Ведит зашла к Подсолнуху. Тот обрадовался, как будто только её и ждал, гостеприимно распахнул объятия:

— А-а-а-а, вот и Вы, легка на помине! Я как раз Вас и дожидаюсь, только-только гонца за Вами послал. Присаживайтесь, пожалуйста: тут надо одну бумаженцию подмахнуть…

Ведит, сбитая с толку, присела за стол и начала чтение. По мере вникания у неё глаза полезли на лоб:

— Господин комендант, тут какая-то ошибка… У неё тяжёлое отравление, а у Вас написано — «нарушение трудового режима». За такое у нас положено немедленно возвращать заключённых обратно в тюрьму, а ей сейчас нужен постельный режим и хорошее питание!

— Да где же я Вам, дорогуша, найду для неё этот ваш «постельный режим»! У меня тут не больница, между прочим, и никаких врачей нет. Кроме одного полупьяного эскулапа, — прости, Господи, лик твой ясен! — Подсолнух оказался изумлён не меньше Ведит. — Если начальство увидит, что у меня тут заключённые в лазарете отдыхают — да меня ж самого закатают тачку катать в такие места, что и карте-то нет!

Случись это в первый месяц проживания Ведит в этом замке, она бы стала возмущаться: «Но ведь так же нельзя! Это же бесчеловечно! Вы обязаны помочь чем-нибудь! Неужели у Вас нет сердца?» Но, так как она, слава Пресветлому, обреталась тут уже год, то обрела похвальную краткость речи:

— Ну и гад же ты, начальник! За шкуру свою беспокоишься, значит? А на баб тебе начхать? — и, плюнув на бумагу, решительно встала, глядя Подсолнуху прямо в глаза.
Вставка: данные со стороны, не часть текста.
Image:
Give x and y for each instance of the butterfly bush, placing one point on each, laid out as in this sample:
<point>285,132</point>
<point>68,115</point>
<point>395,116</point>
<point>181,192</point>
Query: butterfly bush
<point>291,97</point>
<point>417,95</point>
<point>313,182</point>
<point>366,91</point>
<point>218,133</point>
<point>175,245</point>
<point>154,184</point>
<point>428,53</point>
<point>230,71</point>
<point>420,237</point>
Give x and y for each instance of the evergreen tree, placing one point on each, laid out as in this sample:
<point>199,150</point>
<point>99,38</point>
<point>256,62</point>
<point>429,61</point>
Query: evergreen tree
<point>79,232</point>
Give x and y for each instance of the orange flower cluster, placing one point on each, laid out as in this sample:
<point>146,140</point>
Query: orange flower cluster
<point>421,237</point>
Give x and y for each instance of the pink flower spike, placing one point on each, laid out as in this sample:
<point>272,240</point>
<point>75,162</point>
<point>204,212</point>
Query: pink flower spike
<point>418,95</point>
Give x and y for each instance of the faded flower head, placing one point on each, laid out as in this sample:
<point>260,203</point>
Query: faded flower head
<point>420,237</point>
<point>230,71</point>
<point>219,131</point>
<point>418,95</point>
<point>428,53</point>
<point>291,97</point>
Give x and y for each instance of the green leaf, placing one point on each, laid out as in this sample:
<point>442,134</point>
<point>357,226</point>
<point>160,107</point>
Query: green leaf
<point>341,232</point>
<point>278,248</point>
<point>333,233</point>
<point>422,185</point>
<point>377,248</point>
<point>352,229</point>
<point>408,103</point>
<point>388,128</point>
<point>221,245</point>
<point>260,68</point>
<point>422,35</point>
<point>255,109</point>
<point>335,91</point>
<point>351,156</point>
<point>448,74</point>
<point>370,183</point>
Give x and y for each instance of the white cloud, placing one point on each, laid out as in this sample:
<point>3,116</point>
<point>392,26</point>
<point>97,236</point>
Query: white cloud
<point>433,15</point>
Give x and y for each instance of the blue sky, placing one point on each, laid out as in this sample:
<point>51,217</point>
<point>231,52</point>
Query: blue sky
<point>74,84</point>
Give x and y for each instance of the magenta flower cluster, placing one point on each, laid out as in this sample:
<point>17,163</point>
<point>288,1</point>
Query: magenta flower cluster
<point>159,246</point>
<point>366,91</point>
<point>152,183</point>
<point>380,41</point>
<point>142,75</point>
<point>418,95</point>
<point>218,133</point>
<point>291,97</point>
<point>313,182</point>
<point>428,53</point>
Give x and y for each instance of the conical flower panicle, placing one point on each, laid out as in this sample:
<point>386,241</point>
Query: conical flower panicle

Подсолнух мгновенно стал совсем пунцовый и тоже угрожающе приподнялся, — даже китель свой засаленный одёрнул для вящей солидности:

— А меня сюда, дорогуша, назначили не о шкуре своей думать, а только о производстве этих ваших треклятых составов!.. Которые нашей стране нужны, чтобы мир себе обеспечить и народу от войн дать отдых. И я ради этого обязан выжимать вас всех по полной: и уголовников, и «вольных». Нет у меня средств на долгое лечение, нет: не положено. И лишних рабочих рук — тоже нет. Пока эта ваша будет на кровати валяться, никто её не заменит, а планы столичное начальство из-за неё нам менять не будет. Мне самому, что ли, прикажешь возле котла встать?!
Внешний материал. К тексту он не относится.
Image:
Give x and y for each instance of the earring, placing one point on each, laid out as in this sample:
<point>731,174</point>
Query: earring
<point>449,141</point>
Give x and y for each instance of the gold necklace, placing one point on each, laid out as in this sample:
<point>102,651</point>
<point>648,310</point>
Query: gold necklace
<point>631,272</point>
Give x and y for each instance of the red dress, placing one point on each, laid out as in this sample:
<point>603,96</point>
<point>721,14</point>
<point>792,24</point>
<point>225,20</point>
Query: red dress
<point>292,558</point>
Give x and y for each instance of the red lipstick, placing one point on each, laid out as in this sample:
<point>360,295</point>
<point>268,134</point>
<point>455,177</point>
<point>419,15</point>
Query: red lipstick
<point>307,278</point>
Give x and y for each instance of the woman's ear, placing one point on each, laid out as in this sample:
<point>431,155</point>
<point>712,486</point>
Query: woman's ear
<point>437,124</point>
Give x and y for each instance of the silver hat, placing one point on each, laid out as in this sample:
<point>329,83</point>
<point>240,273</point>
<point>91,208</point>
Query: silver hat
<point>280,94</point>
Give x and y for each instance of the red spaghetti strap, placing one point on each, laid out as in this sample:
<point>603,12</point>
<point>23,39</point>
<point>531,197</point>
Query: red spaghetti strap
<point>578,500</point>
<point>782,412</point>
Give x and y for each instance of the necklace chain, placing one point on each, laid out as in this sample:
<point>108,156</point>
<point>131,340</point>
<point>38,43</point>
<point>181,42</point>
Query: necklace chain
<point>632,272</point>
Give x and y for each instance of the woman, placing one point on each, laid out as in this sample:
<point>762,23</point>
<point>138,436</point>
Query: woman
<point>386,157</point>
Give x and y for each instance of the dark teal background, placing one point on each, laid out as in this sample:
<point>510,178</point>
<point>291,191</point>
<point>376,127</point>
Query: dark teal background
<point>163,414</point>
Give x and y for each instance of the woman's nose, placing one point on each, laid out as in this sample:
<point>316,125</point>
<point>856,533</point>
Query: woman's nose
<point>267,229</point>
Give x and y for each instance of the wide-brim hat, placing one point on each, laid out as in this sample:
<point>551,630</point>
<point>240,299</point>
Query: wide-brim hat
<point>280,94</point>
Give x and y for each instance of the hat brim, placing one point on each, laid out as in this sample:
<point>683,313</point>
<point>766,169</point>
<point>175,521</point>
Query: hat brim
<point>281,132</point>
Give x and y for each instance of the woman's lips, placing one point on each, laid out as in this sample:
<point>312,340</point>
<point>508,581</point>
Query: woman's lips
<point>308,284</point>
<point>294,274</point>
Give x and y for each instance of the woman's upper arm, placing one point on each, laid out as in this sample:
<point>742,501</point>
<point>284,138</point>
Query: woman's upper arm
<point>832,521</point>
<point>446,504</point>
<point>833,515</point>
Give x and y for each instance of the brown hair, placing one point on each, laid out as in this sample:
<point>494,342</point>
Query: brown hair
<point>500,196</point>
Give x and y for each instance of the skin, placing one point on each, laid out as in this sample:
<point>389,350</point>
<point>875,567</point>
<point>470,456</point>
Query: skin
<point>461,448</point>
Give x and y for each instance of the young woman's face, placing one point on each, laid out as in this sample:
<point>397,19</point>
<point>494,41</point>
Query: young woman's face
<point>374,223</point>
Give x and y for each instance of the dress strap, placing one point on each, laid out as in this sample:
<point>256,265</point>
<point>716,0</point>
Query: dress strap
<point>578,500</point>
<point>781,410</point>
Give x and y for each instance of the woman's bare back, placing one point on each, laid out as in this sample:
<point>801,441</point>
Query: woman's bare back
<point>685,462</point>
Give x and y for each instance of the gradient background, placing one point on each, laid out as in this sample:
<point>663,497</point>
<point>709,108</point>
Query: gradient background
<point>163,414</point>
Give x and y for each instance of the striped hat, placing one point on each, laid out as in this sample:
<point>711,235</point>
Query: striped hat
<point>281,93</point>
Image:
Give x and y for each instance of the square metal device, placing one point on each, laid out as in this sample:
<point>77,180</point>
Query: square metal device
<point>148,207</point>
— Её с такой отпиской в тюрьме сразу со свету сживут, и даже на каторгу брать не станут. Неужели Вы этого не понимаете? — спросила девушка уже поспокойнее.
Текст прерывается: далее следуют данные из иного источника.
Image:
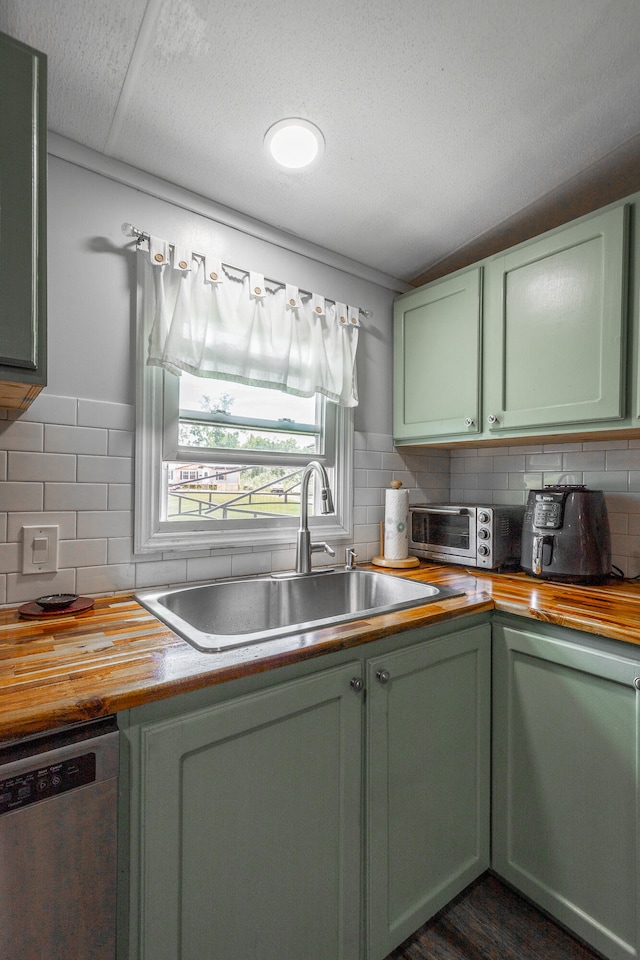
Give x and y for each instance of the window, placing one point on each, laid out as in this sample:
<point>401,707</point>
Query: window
<point>219,463</point>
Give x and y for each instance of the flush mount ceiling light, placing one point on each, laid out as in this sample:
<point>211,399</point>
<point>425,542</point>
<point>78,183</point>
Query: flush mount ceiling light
<point>294,143</point>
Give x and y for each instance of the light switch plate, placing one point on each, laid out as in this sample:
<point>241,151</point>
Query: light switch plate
<point>40,549</point>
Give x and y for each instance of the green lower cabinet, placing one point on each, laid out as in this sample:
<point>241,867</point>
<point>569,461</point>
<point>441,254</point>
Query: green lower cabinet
<point>249,827</point>
<point>428,780</point>
<point>566,779</point>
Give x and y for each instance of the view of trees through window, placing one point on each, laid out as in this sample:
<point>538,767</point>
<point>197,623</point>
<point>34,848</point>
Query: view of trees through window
<point>221,487</point>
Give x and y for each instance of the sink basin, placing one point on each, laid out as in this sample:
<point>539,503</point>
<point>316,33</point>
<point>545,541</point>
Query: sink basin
<point>234,613</point>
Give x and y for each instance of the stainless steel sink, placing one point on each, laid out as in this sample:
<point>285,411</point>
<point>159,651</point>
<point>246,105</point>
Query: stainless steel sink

— Там, в тюрьме, тоже люди бывают. Чай, сообразят, что девка полудохлая никаких режимов нарушать не могла. У них там в тюремных лазаретах валяться можно хоть до конца срока — если правда болен, или сумел блат найти. А у нас — никак нельзя.

Подсолнух сел, отдуваясь. Вспышка гнева, казалось, сильно его обессилила. Он расстегнул ещё одну пуговицу своего мундира и, немного успокоившись, продолжил:

— Я, слава Богу, на государственной службе не первый год. Половину волос вон уже потерял. Уж никак не думал, что на старости лет всякая сопля зелёная будет меня учить и попрекать… Молчать! — он грозно рыкнул, заметив возмущённое движение Ведит. — Ты ещё многого не знаешь, деточка. Ты не знаешь, что наш доктор по приказу проверяющих всех больных заключённых мышьяком травил, чтобы, значит, закопали их без вопросов, и потом можно было бы новых набрать? Не знаешь. А я вот этой своей рукой подписывал бумаги о «естественной» смерти. И когда-нибудь ещё придётся подписать. И ты, если надо будет, ещё и не такую подпишешь? Ясно тебе?!

Ведит молчала.

— Ну, так как, хочешь, чтобы наш коновал и эту вашу Вельку к Пресветлому отправил? Или как??? Эта бумага, — комендант покровительственно похлопал по столешнице рядом с оплёванным листком, — даст ей хоть какой-никакой, но шанс. А от мышьяка никакого шанса ни у кого нет…

Ведит присела, взяла перо, макнула в чернила и размашисто вывела согласительную резолюцию. А плевок уже подсох; вроде как капелька воды попала.

Подсолнух взял подписанную бумагу, глянул мельком и бросил на край стола. Девушка молча вышла и хлопнула дверью.

— И не вздумай болтать там… кому ни попадя. А не то… — успел бросить её вдогонку комендант.